The potential ramifications are deep and manifold. The proof of concept shows that the potential of digital assets extends far beyond cryptocurrencies and has far reaching implications for the financial industry in Switzerland and abroad. I think this has the potential to be more than just in a POC, because we prove that you can have settlement with a traditional currency like the Swiss franc, which was not a given. And seeing all the the problems that have taken place with stablecoins elsewhere. I think this is something that can actually carry, trust and and is going to help us combine, again, the benefits of blockchain with the benefits of the traditional payment system. Primarily, with the concept, we have focused on settlement and I think for the future it will be primarily important to define the tokenization of the smart contracts in such a way that the product and its characteristics are neatly mapped on the blockchain.
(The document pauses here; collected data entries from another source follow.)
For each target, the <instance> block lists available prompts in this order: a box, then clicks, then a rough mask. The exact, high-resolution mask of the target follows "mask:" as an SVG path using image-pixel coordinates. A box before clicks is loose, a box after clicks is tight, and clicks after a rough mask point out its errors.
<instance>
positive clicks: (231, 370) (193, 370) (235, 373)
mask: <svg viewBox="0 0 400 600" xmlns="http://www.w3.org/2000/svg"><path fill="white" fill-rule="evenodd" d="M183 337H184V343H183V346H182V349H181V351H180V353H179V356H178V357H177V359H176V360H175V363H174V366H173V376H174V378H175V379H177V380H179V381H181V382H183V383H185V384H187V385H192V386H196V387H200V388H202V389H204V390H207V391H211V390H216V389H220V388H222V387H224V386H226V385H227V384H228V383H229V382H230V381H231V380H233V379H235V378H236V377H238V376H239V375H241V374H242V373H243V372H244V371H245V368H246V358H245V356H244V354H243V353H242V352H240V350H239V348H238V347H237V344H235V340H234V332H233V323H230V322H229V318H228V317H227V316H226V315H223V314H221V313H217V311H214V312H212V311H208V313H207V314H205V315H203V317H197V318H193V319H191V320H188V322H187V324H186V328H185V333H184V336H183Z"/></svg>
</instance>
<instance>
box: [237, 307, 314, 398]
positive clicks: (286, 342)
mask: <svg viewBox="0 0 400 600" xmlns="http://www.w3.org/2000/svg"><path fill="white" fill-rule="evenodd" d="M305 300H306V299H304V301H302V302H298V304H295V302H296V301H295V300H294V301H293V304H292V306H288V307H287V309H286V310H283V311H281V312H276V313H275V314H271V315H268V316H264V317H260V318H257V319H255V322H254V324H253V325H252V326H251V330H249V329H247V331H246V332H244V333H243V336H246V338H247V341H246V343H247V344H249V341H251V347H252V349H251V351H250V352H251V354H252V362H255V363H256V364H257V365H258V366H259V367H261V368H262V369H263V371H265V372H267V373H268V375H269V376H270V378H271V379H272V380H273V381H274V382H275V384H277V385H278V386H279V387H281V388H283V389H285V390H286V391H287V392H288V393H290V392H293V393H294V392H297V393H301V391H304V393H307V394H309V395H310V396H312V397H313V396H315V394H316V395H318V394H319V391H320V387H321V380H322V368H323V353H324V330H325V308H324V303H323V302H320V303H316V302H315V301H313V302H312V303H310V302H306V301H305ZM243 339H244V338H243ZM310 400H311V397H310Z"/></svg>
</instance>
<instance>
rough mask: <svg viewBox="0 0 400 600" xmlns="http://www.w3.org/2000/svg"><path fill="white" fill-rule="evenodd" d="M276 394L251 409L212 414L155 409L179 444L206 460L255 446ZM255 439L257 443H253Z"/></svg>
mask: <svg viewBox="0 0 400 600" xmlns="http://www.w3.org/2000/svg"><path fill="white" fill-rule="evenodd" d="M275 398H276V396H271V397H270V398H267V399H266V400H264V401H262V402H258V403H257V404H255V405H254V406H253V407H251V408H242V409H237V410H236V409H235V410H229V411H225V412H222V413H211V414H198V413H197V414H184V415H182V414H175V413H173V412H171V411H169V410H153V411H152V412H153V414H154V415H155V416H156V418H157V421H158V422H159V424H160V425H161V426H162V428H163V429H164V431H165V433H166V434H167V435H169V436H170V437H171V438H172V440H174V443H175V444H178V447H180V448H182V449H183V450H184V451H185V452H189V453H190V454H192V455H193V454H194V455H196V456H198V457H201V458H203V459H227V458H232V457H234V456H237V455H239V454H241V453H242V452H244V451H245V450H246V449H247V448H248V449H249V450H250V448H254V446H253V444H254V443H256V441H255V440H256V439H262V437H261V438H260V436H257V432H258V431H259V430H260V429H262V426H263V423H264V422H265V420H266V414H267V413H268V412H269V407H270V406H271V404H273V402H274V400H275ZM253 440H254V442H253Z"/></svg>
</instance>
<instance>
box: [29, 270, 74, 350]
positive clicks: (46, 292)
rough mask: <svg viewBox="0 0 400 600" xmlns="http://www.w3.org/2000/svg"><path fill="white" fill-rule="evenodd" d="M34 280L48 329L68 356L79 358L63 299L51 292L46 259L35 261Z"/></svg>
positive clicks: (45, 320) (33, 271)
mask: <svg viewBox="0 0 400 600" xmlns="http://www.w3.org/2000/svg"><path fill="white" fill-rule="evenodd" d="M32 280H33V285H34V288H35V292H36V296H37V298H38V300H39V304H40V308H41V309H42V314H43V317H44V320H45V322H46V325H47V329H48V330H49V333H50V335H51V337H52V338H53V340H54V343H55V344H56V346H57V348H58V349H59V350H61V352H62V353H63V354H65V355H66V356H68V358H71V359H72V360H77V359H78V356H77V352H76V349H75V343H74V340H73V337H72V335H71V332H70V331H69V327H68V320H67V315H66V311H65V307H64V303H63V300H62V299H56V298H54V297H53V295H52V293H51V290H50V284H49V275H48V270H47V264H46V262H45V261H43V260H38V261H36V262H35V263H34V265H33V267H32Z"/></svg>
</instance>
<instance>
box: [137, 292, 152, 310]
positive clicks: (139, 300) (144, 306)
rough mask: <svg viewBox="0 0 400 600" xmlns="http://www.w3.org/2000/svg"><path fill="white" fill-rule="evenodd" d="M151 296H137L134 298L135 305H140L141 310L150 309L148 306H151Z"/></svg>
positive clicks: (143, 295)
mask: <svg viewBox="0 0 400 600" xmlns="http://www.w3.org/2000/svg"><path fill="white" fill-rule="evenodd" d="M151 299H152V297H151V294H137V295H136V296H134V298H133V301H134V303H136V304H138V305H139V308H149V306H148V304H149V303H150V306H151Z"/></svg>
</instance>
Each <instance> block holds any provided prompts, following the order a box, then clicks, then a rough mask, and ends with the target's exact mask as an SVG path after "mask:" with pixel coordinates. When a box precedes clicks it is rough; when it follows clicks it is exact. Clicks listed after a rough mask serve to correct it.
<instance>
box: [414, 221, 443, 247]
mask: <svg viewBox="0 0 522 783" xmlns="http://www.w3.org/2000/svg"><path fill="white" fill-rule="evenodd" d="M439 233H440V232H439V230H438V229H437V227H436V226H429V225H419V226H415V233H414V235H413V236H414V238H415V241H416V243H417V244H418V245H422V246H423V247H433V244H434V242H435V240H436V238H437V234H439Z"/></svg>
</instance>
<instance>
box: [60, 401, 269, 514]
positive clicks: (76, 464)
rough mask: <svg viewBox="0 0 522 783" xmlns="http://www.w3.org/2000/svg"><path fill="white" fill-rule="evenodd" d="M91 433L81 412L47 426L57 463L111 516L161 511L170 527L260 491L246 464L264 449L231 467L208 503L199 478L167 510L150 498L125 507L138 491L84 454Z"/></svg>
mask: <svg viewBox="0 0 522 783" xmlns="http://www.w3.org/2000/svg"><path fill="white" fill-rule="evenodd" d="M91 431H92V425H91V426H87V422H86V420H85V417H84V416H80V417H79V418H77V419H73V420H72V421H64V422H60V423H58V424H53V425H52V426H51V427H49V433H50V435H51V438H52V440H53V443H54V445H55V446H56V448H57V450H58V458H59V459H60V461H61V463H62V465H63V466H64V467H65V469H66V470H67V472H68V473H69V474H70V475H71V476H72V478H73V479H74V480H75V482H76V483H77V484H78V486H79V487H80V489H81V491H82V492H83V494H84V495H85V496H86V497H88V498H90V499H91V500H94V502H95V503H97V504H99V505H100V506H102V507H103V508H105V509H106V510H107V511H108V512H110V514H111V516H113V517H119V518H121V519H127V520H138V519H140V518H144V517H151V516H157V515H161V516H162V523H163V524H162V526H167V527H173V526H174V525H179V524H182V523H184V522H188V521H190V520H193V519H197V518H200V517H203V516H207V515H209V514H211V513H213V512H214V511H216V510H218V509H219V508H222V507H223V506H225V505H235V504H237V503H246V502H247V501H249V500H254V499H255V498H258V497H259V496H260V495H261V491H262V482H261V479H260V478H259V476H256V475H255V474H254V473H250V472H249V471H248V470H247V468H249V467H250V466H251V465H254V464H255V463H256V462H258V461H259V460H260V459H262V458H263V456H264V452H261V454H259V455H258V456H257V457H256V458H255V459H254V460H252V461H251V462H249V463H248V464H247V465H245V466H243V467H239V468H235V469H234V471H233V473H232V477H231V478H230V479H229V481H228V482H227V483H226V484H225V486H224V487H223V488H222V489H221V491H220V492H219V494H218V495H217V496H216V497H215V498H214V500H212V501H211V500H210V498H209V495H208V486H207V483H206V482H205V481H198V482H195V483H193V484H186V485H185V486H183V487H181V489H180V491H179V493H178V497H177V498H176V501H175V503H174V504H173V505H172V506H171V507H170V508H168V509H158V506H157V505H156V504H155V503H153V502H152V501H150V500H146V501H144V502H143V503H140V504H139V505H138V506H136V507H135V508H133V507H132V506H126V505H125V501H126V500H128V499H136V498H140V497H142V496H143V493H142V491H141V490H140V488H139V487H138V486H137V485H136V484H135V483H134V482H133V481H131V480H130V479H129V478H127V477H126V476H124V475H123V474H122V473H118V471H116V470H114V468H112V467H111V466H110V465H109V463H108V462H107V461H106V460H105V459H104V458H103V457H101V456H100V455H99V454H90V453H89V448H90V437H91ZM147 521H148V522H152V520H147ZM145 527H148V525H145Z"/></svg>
As a stock exchange, we have always aimed to facilitate the listing and the trading of financial instruments in a very regulated, trusted and safe environment. To achieve this, we are not dependent on the form of the financial instrument, so it doesn't make a difference for us whether the issuer is choosing a traditional security or a digital asset. In the long run, we think there will be a shift from the traditional securities to digital assets and this will happen over time.

For us, we don't really care so much how long this process will take as we can play on both fields. And another development which is implied by the CMTA test, and which is a perspective opened by this kind of test - is the whole perspective of rationalizing and making the process more fluid: the creation of securities, the whole process from the conception to issue, the admission to trading and then the execution - are processes that at this time are largely manual, that involve a large number of intermediaries and are therefore very expensive. And the prospect of digitalization is to be able to simplify these processes and make them more fluid in a way that is very important in a way that takes days today, can in the future potentially be done in a few hours, or even in a few minutes, or even in a few seconds.